Kibana: [APM] Collect telemetry about data/queries

Created on 15 Nov 2019  路  22Comments  路  Source: elastic/kibana

We currently don't have a lot of insight into the amounts of data that our customers have and how long it takes for our ES queries to be processed. This makes it hard to judge at which scale current and new functionalities need to operate. For instance, in some cases it might be reasonable to process things in memory on the Node server rather than in ES, which might simplify our implementation. Additionally, optimizing right now is hard because we don't know where our users are experiencing slowness.

Ideally we would have telemetry about:

  • The data volume (how many errors/error groups? how many transactions? how many transactions/spans per trace? how many services? etc). This could be collected with a Kibana task that queries the data indices at a set interval and sends the data back home.
  • Query response times. We could instrument our ES client facade to store telemetry about ES response times. There's also the possibility of using the nodejs agent to instrument Kibana, but the ongoing efforts are explicitly scoped to non-production usage: https://github.com/elastic/kibana/pull/43548

@graphaelli: any idea if the monitoring data that we have provides an answer to any of these questions?

Telemetry apm

All 22 comments

Pinging @elastic/apm-ui (Team:apm)

Not sure about this, but would it be apm-server telemetry that reports the no. of transactions, errors and metrics? Or would it be better to query against the various document types in ES not to put additional pressure on server?

I'd think that query should happen in ES. AFAIK, APM Server is stateless, and at most knows about the amount of documents it is currently processing (and there could be multiple instances of APM Server as well). Telemetry is reported from Kibana as well, so I would imagine this as a Kibana task that queries ES and then sends up telemetry to our telemetry cluster.

@dgieselaar OK, that makes sense

Thanks for creating this issue. Super good point about us needing better insights into the users data volumes and pain points in querying this.

Query response times
I'd really hate for us to re-build the nodejs APM agent all over again, so I'd much prefer if we could investigate ways to piggyback on the extensive auto-instrumentation it has.
Afair we ran into two problems when enabling the agent in prod:
1) PII: we were worried about sending sensitive data
2) secretToken needed to be bundled with kibana, which is not great

Regarding #1 I think the node agent is quite configurable and we might be able to turn off most things except for elasticsearch query performance numbers. And we might be able to enable it just for specific plugins.

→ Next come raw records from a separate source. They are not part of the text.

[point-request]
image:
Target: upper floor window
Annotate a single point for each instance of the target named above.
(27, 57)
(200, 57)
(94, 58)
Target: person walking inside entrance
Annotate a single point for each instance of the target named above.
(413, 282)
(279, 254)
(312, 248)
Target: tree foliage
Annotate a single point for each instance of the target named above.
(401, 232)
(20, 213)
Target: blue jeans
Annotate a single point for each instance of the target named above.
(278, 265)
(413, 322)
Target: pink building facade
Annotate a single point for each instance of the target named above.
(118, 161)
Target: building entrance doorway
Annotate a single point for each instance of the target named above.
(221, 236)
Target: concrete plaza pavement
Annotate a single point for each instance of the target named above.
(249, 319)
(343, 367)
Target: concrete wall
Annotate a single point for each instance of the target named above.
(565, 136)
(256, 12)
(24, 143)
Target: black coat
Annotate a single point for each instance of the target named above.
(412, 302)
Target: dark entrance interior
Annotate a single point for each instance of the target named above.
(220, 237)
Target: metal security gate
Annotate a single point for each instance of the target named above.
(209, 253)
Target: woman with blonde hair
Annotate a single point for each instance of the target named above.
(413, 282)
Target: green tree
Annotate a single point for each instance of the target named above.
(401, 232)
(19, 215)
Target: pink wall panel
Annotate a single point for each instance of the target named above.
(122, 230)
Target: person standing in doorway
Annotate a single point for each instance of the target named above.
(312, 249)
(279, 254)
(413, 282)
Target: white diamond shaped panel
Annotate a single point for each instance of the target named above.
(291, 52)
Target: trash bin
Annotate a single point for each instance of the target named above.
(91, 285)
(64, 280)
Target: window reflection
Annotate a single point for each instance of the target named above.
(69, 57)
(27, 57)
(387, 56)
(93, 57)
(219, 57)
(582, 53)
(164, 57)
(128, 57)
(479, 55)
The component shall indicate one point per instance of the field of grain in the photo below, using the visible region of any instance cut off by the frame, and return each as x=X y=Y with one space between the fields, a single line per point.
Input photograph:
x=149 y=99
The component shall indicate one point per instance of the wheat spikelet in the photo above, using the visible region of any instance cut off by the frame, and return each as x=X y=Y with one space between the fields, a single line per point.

Regarding #2 we might be able to disable the transport via APM Server, and instead send it as telemetry data, and thus avoid needing secretToken. This would probably require us to parse it first but it would still provide us with a solution that potentially can auto-instrument the entire Kibana and send consistent performance telemetry.
I've emphasised consistent here because it's key that performance data it collected similarly between plugins for us to be able to compare it

If using the APM agent is not feasible in the short term I'm good with starting out doing it ourselves.

Data volume
APM agent doesn't do anything in this area so I feel much better about solving this on our own.
Again, it would be optimal if we can build something that other plugins can use too, to improve the consistency of the collected data.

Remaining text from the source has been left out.